On a cold January night in Hyderabad, Jairam Ramesh, Minister for Environment and Forests, was led to an open-air dinner by folk drummers and body-painted tiger dancers as an appreciative audience of international academics and grassroots workers cheered and milled around him. Ramesh had become the toast of the evening after he asked the world’s top scholars working on issues related to the commons to help shape his ministry’s thinking.
It was a gesture that could be construed as bold, or politic, as around 600 delegates to the biennial conference of the International Association for the Study of the Commons (IASC) got down to work, sharing experiences on saving (or losing the commons) and discussing new theoretical frameworks to understand the dynamics of the commons.
The big draw at the five-day event that ended on January 15 was, of course, Nobel laureate Elinor Ostrom, whose unflagging energy galvanized the plenary sessions and panel discussions. But it was the presence of dynamic policymakers that helped elevate the event to a more pragmatic level. Ramesh’s invitation along with a more earnest appeal from Herman Rosa Chavez, El Salvador Minister of Environment and Natural Resources, to the knowledge community to treat his country as a laboratory for their work, set the tone for IASC 2011.

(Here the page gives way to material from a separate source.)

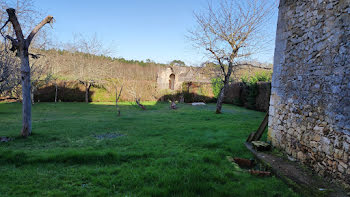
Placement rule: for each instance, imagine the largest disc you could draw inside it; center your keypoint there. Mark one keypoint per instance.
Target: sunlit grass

Two things have happened to the commons of late. The assaults on common pool resources (CPRs), both by state and the private sector, have become intense on account of “development imperatives”. Conflict over the appropriation of common resources, particularly those belonging to indigenous communities, has become more frequent, leading to violent confrontation at times. India and Peru are just two examples of this trend. India, in fact, has earned notoriety for the appropriation of the commons by the government by a simple ruse: declaring them wastelands and then handing them over to private enterprise.